In a striking move that underscores the Biden administration’s commitment to maintaining stringent oversight of the burgeoning cryptocurrency sector, President Joe Biden has exercised his veto power against a bill that sought to nullify the Securities and Exchange Commission’s (SEC) Staff Accounting Bulletin 121 (SAB 121). This decision comes in the wake of concerted efforts by both chambers of Congress to repeal the contentious guideline, which has been a hot topic of debate within the crypto community and beyond.

SAB 121, introduced by the SEC, has been at the center of controversy primarily because of its implications for how crypto custodial services are managed and accounted for. Specifically, the bulletin mandates that crypto custodial firms must report the digital assets they hold on behalf of clients as liabilities on their balance sheets. This requirement has raised concerns among stakeholders in the crypto industry, who argue that it could significantly deter banks from offering custodial services for cryptocurrencies, thereby stifling innovation and growth within the sector.

Despite these concerns, the SEC has consistently defended SAB 121 as a necessary measure to enhance transparency and protect investors. The Commission describes the bulletin as “non-binding staff guidance” aimed at improving disclosures to customers, thereby bolstering the financial regulatory framework for crypto-assets.

The legislative attempt to repeal SAB 121 garnered notable bipartisan support, with the House of Representatives passing the measure with a 229-183 vote. The Senate followed suit, approving the repeal with a 61-39 vote, signaling a rare moment of cross-party agreement on an issue related to cryptocurrency regulation. Notably, several Democrats, including Senate Majority Leader Chuck Schumer, D-N.Y., joined their Republican colleagues in supporting the motion.

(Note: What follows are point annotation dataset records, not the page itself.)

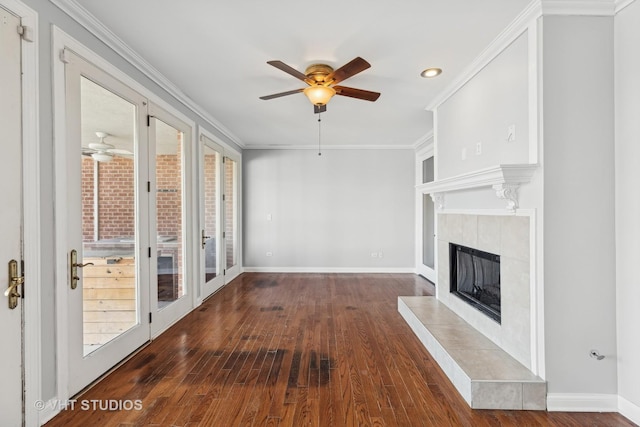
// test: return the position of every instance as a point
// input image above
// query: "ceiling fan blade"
(287, 69)
(348, 70)
(356, 93)
(278, 95)
(317, 109)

However, President Biden’s veto sends a clear message about his administration’s stance on the regulation of the crypto sector. Addressing the U.S. House of Representatives, President Biden emphasized that his administration would not endorse measures that compromise the well-being of consumers and investors. He stressed the importance of implementing appropriate guardrails to safeguard these stakeholders while still allowing for the innovation and opportunities that crypto-assets can offer.

The White House further articulated its position, stating that limiting the SEC’s ability to regulate crypto-assets effectively would introduce “substantial financial instability and market uncertainty.” This assertion underlines the administration’s belief in the need for a robust regulatory framework to manage the risks associated with the rapidly evolving cryptocurrency market.

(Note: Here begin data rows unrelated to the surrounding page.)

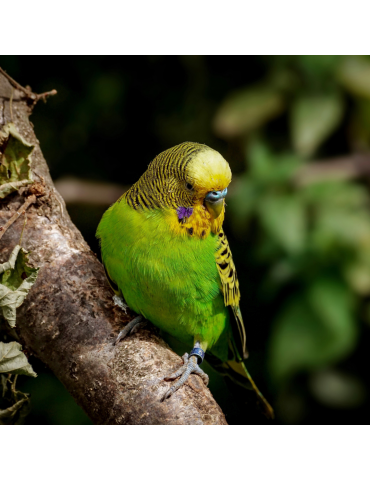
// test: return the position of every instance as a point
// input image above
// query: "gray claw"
(190, 366)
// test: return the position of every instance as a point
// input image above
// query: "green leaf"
(313, 119)
(248, 109)
(15, 163)
(16, 279)
(315, 329)
(21, 408)
(354, 74)
(13, 360)
(284, 219)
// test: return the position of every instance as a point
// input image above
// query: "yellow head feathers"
(179, 181)
(208, 171)
(180, 177)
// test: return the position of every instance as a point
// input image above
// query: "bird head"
(185, 176)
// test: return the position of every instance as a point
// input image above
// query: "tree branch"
(69, 321)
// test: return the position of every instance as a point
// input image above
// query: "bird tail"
(239, 375)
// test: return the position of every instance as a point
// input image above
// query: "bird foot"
(131, 328)
(120, 303)
(190, 366)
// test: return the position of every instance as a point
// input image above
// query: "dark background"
(296, 132)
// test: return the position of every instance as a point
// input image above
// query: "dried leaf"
(16, 279)
(10, 412)
(15, 163)
(13, 360)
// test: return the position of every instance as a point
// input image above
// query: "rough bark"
(69, 320)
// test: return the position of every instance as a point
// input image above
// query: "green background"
(296, 132)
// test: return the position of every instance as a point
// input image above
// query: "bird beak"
(214, 202)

The President’s veto raises questions about the possibility of Congress overriding his decision, a scenario that would require a two-thirds majority vote in both the House and Senate. While the initial votes suggest substantial support for the repeal, achieving the necessary threshold to overturn a presidential veto presents a formidable challenge.

In the wake of the veto, reactions from the crypto community have been mixed. Ripple CEO Brad Garlinghouse expressed profound disappointment with the decision, highlighting its significance at a “pivotal time” for the industry. He criticized the administration’s approach to crypto regulation and called for a reevaluation of the leadership within the SEC, specifically targeting Gary Gensler for criticism.

As the debate over SAB 121 and the broader regulation of the crypto sector continues, the implications of President Biden’s veto are far-reaching. It underscores the administration’s commitment to consumer and investor protection in the face of technological innovation and market evolution. However, it also highlights the ongoing tensions between regulatory authorities and the crypto industry, as stakeholders on both sides grapple with finding the right balance between regulation and innovation.